Y ésto es así porque lo divino no puede caber en la constricción, en la apretura limitada y frágil de lo humano, de lo terreno, de lo natural, de lo cósmico. Y si Dios quiere darnos lo divino, no tenemos más remedio que abandonar lo humano.

Si alguien quiere aceptar la oferta de alcanzar la felicidad divina, tiene que abrirse en salto mortal de amor y de éxtasis al don de Dios, superando lo humano. Como decían los padre griegos: nos realizamos no en lo cósmico sino en lo hipercósmico ; traducido al latín o al español: no en lo natural, sino en lo sobrenatural.

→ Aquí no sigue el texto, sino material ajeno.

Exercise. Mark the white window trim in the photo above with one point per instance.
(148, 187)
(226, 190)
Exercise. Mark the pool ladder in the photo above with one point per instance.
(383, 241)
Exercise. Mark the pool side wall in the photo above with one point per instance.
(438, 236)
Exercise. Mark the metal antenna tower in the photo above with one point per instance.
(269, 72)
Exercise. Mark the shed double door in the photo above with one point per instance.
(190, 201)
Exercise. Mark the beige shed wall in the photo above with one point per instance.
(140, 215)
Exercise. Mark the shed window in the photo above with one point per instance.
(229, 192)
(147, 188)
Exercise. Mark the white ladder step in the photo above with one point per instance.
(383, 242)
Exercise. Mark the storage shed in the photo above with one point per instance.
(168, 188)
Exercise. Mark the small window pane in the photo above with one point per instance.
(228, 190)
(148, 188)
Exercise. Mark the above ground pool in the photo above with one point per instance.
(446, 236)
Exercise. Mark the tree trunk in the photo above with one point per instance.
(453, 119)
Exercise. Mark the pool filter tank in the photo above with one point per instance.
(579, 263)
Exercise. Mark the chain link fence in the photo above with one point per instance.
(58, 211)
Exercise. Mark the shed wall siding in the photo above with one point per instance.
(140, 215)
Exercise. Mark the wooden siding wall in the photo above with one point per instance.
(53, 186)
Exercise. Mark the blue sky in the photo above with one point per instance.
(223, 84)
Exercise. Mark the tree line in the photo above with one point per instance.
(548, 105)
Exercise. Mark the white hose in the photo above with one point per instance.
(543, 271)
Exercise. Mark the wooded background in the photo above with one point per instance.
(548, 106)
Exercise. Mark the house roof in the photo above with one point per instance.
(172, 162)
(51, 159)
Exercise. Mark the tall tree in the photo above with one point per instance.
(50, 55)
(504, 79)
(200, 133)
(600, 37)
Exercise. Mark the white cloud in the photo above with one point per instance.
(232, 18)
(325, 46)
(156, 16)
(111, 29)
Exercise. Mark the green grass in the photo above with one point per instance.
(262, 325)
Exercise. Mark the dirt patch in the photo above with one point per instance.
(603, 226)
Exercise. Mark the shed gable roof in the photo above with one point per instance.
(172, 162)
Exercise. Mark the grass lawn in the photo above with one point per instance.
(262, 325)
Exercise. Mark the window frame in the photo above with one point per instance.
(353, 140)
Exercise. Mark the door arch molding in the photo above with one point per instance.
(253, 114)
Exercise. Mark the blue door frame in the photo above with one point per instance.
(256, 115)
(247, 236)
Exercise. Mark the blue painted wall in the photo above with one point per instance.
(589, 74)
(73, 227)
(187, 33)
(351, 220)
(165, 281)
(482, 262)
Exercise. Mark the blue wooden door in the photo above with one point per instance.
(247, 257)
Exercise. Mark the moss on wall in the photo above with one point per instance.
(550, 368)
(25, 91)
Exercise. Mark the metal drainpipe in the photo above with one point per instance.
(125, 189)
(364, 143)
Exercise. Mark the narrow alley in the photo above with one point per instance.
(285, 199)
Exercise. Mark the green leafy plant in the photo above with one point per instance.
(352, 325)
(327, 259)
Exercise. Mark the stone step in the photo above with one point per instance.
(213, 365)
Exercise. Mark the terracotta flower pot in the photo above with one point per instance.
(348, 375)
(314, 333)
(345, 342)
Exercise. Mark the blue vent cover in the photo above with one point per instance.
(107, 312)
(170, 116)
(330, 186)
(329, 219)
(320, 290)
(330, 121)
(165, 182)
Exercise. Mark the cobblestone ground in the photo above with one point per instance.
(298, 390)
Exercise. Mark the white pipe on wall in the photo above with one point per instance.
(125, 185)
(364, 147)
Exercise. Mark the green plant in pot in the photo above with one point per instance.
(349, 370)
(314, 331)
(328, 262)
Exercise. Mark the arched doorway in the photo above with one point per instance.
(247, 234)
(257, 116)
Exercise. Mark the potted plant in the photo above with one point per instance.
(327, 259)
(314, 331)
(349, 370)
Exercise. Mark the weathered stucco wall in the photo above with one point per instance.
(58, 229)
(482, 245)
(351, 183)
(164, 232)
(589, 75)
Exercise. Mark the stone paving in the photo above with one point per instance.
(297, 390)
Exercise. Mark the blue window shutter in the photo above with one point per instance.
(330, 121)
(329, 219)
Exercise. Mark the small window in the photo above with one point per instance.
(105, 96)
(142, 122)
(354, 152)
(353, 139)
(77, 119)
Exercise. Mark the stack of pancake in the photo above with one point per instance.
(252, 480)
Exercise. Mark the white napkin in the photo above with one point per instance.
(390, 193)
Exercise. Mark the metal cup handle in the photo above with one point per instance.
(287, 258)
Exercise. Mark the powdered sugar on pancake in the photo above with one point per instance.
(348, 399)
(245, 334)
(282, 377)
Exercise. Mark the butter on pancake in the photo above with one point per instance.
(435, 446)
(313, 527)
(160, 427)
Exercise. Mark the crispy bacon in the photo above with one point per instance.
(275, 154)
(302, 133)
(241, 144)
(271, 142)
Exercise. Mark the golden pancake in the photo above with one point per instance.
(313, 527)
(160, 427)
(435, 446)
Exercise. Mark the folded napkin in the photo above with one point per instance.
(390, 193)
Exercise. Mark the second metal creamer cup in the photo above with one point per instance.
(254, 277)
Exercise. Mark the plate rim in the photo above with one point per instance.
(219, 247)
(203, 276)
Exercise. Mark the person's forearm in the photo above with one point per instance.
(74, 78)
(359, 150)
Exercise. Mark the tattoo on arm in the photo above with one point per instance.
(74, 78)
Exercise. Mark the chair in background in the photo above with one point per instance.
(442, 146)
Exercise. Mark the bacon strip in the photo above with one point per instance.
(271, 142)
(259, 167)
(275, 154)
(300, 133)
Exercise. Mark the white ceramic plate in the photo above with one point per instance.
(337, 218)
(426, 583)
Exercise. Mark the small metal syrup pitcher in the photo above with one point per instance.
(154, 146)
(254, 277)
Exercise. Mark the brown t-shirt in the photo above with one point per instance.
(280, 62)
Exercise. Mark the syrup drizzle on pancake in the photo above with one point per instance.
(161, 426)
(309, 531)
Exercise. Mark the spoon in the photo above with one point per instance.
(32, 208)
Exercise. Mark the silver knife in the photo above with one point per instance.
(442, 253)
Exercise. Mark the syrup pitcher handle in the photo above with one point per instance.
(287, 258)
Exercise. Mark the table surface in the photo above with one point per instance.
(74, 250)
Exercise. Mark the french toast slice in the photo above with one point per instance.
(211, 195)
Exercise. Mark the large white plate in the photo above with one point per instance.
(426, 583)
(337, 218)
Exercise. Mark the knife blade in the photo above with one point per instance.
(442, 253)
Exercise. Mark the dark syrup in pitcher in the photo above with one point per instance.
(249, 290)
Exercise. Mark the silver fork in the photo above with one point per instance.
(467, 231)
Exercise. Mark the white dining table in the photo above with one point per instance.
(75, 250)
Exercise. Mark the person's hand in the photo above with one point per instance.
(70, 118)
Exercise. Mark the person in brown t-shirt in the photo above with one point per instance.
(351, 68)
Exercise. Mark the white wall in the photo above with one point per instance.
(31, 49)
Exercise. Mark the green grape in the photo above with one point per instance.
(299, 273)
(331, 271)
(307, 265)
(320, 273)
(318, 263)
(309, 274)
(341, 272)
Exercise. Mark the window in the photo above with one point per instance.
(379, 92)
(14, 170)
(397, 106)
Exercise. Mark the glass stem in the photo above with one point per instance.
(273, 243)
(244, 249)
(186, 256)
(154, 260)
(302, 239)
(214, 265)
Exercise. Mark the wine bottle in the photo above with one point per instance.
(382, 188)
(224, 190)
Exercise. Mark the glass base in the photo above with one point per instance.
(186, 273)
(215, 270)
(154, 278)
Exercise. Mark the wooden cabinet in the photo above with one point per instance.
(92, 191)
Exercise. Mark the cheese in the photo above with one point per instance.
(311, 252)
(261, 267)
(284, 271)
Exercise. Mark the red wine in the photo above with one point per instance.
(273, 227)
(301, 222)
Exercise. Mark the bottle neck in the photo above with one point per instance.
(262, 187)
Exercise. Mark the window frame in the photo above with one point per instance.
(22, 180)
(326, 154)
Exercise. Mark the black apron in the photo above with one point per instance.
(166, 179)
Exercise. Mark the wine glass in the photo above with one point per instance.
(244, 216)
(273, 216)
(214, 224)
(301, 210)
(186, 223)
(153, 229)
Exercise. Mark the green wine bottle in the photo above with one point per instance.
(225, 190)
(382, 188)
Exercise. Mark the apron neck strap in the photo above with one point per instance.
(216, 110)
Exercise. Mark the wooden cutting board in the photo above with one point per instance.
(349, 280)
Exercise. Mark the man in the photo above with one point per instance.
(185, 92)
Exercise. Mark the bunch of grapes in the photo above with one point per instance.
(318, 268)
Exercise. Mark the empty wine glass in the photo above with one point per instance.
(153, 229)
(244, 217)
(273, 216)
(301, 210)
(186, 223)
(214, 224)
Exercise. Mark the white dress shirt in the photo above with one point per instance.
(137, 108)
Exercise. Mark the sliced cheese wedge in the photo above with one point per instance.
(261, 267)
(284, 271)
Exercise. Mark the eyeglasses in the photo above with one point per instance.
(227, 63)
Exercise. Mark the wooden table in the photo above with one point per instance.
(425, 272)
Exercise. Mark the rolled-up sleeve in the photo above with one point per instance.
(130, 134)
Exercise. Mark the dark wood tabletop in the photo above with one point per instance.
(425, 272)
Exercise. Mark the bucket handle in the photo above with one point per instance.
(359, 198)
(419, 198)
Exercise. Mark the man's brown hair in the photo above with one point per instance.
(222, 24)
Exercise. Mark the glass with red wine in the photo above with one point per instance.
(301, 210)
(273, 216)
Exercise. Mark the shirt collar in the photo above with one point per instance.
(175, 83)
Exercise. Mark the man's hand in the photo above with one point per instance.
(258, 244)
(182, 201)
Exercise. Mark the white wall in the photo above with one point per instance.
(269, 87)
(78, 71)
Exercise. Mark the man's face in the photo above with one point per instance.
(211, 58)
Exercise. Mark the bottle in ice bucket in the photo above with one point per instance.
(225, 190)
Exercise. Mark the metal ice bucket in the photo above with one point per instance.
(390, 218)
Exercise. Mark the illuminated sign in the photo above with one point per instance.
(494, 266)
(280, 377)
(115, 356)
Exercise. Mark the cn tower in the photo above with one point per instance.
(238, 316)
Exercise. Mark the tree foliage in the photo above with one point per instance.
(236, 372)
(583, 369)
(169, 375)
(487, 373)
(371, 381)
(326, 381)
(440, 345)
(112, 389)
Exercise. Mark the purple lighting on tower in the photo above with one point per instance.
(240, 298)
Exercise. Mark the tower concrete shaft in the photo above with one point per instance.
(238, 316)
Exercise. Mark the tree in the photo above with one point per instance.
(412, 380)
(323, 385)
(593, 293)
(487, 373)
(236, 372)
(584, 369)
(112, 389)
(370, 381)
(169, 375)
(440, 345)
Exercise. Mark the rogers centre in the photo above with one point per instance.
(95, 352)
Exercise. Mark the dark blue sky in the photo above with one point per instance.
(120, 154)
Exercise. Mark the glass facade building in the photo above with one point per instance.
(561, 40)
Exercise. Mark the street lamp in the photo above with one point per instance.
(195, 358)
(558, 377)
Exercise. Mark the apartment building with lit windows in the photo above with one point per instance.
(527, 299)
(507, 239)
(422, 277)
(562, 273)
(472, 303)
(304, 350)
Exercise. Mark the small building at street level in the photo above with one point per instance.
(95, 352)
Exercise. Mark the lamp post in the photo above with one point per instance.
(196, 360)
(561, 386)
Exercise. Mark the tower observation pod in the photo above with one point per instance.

Dios no quiere para el hombre la cruz por la cruz, o el dolor por el dolor y mucho menos que no amemos a los nuestros. Al contrario. Pero ha de ser el amor de los compañeros de camino, de los que mutuamente se ayudan alientan y empujan hacia Jerusalén. Cualquier bien o persona que en vez de servirnos para avanzar, para caminar, y más bien nos sirva de peso, de inercia, de freno, a nuestro caminar siguiendo a Jesús; cualquier apego desmedido a nuestra vida, a nuestras cosas, a nuestras comodidades, a nuestros vicios, que nos impida avanzar en amor a Dios y servicio itinerante hacia los demás, es, para el evangelio de Lucas, un impedimento mortal para nuestra final liberación, éxodo, transformación y plenitud en Jerusalén.

Y es que Dios no puede crearnos directamente en el cielo. El cielo es Dios mismo y Dios no puede multiplicarse. Solo puede crear criaturas, es decir seres limitados; y, si todavía quiere darles la posibilidad de gozar de la plenitud y felicidad que Él vive, no puede sino pedirles que abandonen su límite y se larguen, en fé, esperanza y amor, a ciegas, a sus brazos. En toda su omnipotencia no puede hacerlo de otra manera: si quiere darnos su propia felicidad divina no tiene más remedio que instarnos a que estemos dispuestos a abandonar la humana, la natural.

Y la antesala donde Dios nos crea y desde donde tenemos que lanzarnos en fé y amor hacia Él es precisamente este universo. La concavidad del universo es el cálido interior del vientre de la madre. Antesala tan bella que dificilmente nadie pueda escapar a la tentación de quedarse en ella, conformarse con ella, apegarse a ella, negarse a nacer.

Por eso la instancia que nos hace hoy Jesús es apremiante. Este mundo, como digo, a pesar de su límite, es desmesuradamente grande, demasiado enorme, sobradamente rico, opulento. El universo, la naturaleza han sido creados por Dios con largueza, con esplendidez. Justamente desde la grandeza y magnificencia del universo es como naturalmente la mente humana puede elevarse a la grandeza muy superior de su hacedor: una creación mezquina hablaría a lo mejor de un creador mezquino. Pero al mismo tiempo que nos habla de Dios el mundo se hace así, con su imponente belleza, capaz de engañarme, de embaucarme. Me da ganas de quedarme para siempre en él.

Si no fuera por la muerte y los dolores que acechan nuestra existencia humana ¿cuánto tardaríamos en darnos cuenta de que el universo es cóncavo, que estamos encerrados en él, que de él no podemos esperar la infinitud, la saciedad, la hartura?

Tomar la cruz pues es para el cristiano su manera de seguir a Jesús por un camino que no nos dejará encerrados en este mundo, en la naturaleza destinada a la muerte. Es poder romper el límite, la concavidad, la curvatura del espacio, a través de la salida de Jerusalén.

Tomar la cruz no es principalmente asumir sufrimientos ni una vocación al masoquismo, es antes que nada asumir el esfuerzo de la partida, de ir dejando en el camino jirones de nuestro yo, de nuestros apegos, de nuestros cansancios, aguijados por el amor a Jesús, por nuestra gana de cielo.

El sufrimiento no es sino la señal más aguda de nuestro límite, es anticipo o consecuencia de lo que promete el pecado, del quedarse encerrado aquí y, por lo tanto, para el cristiano, ocasión de redención, de impulso hacia adelante, de vuelo de santidad.

Solo perdiendo nuestra vida humana por amor a Jesús, la recuperaremos y conservaremos para la vida eterna. Solo aprendiendo a no amar egoísta ni equivocadamente a nuestros padres, hermanos y bienes, únicamente para este mundo, los recuperaremos, transformados y definitivamente felices, en el cielo, en la exuberante plenitud de Dios.